Armadillo is a C++ linear algebra library (matrix maths) aiming towards a good balance between speed and ease of use. Integer, floating point, and complex numbers are supported, as well as a subset of trigonometric and statistics functions. Various matrix decompositions are provided through optional integration with LAPACK and ATLAS libraries. A delayed evaluation approach, based on template meta-programming, is used (during compile time) to combine several operations into one and reduce or eliminate the need for temporaries.
SOFA is a statistics, analysis, and reporting program with an emphasis on ease of use, learning as you go, and beautiful output. SOFA can connect directly to your database and lets you display results in an attractive format ready to share or put in a spreadsheet. SOFA will help you learn as you go, whether you are a student, business analyst, or researcher.
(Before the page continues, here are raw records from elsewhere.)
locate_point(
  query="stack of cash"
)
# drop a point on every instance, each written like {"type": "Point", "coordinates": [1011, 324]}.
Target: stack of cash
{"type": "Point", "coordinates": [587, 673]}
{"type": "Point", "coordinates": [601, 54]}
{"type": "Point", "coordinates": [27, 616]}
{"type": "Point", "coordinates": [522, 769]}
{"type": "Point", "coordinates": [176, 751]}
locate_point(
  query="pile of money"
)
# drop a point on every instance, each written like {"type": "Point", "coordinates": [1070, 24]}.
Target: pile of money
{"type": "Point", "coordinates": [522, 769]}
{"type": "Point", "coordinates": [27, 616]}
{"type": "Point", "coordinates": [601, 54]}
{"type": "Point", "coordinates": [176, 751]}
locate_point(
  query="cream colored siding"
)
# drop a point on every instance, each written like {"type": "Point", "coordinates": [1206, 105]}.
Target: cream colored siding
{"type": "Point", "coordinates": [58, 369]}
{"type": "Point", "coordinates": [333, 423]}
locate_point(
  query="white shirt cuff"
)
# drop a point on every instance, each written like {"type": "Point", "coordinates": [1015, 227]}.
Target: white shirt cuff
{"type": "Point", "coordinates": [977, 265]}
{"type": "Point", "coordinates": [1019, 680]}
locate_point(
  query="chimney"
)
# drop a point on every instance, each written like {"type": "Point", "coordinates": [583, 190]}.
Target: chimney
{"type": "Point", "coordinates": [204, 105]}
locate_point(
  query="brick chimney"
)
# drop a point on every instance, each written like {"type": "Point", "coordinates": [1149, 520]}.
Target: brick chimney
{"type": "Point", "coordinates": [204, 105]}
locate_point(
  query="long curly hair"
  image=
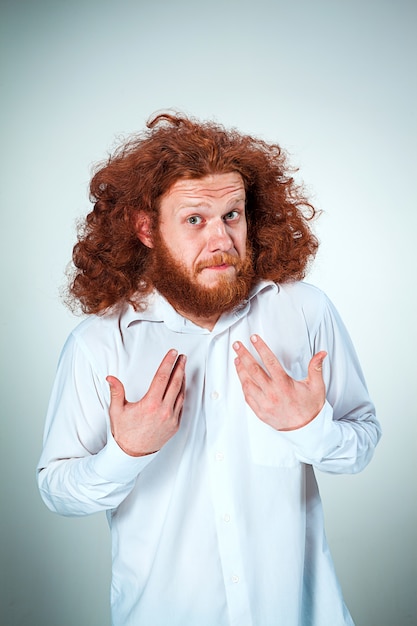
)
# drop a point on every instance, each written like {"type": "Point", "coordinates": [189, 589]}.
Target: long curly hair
{"type": "Point", "coordinates": [111, 265]}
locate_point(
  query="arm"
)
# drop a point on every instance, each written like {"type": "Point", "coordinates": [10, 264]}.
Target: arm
{"type": "Point", "coordinates": [92, 454]}
{"type": "Point", "coordinates": [328, 417]}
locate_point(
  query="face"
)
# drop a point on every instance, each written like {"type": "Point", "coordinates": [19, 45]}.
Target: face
{"type": "Point", "coordinates": [201, 260]}
{"type": "Point", "coordinates": [203, 225]}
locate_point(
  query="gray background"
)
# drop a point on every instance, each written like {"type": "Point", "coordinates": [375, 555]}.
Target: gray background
{"type": "Point", "coordinates": [333, 82]}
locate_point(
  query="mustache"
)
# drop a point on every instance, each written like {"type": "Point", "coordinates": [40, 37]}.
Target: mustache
{"type": "Point", "coordinates": [221, 258]}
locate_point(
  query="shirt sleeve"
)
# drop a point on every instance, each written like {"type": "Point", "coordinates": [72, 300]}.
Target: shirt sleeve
{"type": "Point", "coordinates": [82, 470]}
{"type": "Point", "coordinates": [342, 438]}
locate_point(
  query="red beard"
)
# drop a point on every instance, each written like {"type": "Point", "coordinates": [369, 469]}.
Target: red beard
{"type": "Point", "coordinates": [180, 287]}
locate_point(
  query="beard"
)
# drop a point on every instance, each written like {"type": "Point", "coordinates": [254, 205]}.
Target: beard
{"type": "Point", "coordinates": [181, 288]}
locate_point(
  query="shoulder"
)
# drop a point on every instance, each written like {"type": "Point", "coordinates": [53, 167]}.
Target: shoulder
{"type": "Point", "coordinates": [299, 295]}
{"type": "Point", "coordinates": [95, 332]}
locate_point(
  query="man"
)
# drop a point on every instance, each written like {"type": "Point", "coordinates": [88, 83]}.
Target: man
{"type": "Point", "coordinates": [207, 383]}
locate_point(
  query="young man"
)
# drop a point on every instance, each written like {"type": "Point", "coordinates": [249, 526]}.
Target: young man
{"type": "Point", "coordinates": [207, 384]}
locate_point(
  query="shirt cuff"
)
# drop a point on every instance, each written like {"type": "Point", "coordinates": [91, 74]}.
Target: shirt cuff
{"type": "Point", "coordinates": [114, 465]}
{"type": "Point", "coordinates": [314, 441]}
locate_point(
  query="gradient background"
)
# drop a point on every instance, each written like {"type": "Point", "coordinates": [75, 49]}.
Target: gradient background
{"type": "Point", "coordinates": [335, 83]}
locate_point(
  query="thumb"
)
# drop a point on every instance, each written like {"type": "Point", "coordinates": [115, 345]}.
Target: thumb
{"type": "Point", "coordinates": [315, 367]}
{"type": "Point", "coordinates": [117, 393]}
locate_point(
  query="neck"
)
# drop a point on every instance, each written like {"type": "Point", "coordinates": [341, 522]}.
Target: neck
{"type": "Point", "coordinates": [204, 322]}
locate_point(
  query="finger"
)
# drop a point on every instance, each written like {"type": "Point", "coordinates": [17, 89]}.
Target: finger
{"type": "Point", "coordinates": [315, 368]}
{"type": "Point", "coordinates": [270, 361]}
{"type": "Point", "coordinates": [179, 400]}
{"type": "Point", "coordinates": [162, 376]}
{"type": "Point", "coordinates": [117, 393]}
{"type": "Point", "coordinates": [176, 380]}
{"type": "Point", "coordinates": [250, 372]}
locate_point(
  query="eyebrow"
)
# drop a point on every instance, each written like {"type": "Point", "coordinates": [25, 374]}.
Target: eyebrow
{"type": "Point", "coordinates": [191, 204]}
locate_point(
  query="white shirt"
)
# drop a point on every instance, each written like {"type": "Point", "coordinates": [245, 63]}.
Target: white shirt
{"type": "Point", "coordinates": [224, 525]}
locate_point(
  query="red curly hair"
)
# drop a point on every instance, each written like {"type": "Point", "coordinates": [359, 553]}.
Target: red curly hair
{"type": "Point", "coordinates": [111, 264]}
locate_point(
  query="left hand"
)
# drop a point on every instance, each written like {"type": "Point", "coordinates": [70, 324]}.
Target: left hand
{"type": "Point", "coordinates": [276, 398]}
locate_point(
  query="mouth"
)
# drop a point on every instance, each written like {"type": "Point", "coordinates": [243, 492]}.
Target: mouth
{"type": "Point", "coordinates": [218, 268]}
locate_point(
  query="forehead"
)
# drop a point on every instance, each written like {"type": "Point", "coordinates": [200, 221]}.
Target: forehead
{"type": "Point", "coordinates": [214, 186]}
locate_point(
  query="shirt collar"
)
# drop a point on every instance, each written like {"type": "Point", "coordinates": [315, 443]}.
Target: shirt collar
{"type": "Point", "coordinates": [159, 310]}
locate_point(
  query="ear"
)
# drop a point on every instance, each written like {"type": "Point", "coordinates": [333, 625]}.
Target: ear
{"type": "Point", "coordinates": [144, 229]}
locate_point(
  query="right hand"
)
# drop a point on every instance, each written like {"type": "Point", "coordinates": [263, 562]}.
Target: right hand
{"type": "Point", "coordinates": [143, 427]}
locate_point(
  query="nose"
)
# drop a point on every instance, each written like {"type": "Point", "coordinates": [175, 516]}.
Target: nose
{"type": "Point", "coordinates": [219, 239]}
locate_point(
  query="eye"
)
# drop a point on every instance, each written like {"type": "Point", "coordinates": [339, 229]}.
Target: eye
{"type": "Point", "coordinates": [194, 219]}
{"type": "Point", "coordinates": [232, 215]}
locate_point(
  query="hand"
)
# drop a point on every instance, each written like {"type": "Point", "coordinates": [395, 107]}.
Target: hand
{"type": "Point", "coordinates": [143, 427]}
{"type": "Point", "coordinates": [276, 398]}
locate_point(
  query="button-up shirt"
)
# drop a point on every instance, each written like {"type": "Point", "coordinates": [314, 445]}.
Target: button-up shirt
{"type": "Point", "coordinates": [224, 525]}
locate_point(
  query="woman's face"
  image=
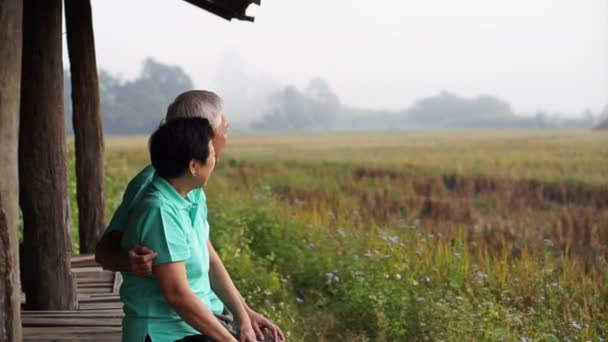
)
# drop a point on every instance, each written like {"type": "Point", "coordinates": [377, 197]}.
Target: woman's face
{"type": "Point", "coordinates": [202, 172]}
{"type": "Point", "coordinates": [221, 136]}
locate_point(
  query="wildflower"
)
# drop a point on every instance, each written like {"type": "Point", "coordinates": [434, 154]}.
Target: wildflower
{"type": "Point", "coordinates": [482, 275]}
{"type": "Point", "coordinates": [575, 325]}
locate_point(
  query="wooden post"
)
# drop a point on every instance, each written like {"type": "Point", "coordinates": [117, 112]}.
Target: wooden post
{"type": "Point", "coordinates": [88, 131]}
{"type": "Point", "coordinates": [47, 279]}
{"type": "Point", "coordinates": [10, 82]}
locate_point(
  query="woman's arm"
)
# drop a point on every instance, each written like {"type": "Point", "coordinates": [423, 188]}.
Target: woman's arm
{"type": "Point", "coordinates": [173, 283]}
{"type": "Point", "coordinates": [222, 285]}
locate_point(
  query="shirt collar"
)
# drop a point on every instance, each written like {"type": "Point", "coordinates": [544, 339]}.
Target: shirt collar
{"type": "Point", "coordinates": [169, 192]}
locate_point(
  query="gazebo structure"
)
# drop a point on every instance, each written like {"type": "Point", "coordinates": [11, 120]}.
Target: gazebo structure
{"type": "Point", "coordinates": [33, 169]}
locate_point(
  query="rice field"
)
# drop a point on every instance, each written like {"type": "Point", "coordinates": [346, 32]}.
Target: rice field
{"type": "Point", "coordinates": [418, 236]}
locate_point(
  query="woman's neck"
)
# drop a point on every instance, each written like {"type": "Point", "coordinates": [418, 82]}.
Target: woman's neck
{"type": "Point", "coordinates": [181, 185]}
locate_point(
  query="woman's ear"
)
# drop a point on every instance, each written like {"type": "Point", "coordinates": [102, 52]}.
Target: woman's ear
{"type": "Point", "coordinates": [192, 167]}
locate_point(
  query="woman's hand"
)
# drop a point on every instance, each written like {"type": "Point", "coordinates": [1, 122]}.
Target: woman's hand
{"type": "Point", "coordinates": [246, 333]}
{"type": "Point", "coordinates": [260, 324]}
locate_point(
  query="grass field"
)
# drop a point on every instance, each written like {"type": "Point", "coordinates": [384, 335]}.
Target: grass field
{"type": "Point", "coordinates": [411, 236]}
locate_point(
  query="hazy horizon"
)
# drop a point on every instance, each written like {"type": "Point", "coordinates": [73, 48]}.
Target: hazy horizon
{"type": "Point", "coordinates": [544, 55]}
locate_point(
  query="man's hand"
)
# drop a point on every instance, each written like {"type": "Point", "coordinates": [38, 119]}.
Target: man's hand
{"type": "Point", "coordinates": [140, 260]}
{"type": "Point", "coordinates": [261, 324]}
superseriousstats is a small and efficient program for creating a Web page with statistics from various types of IRC logs. It keeps track of its parse history and only processes new activity before storing any accumulated data in a SQLite or MySQL database. It is suitable for high volume IRC channels and large log archives, and is relatively easy to integrate with IRC services (e.g. bots) that interact with the database and provide last seen information and many other statistics directly in your channel.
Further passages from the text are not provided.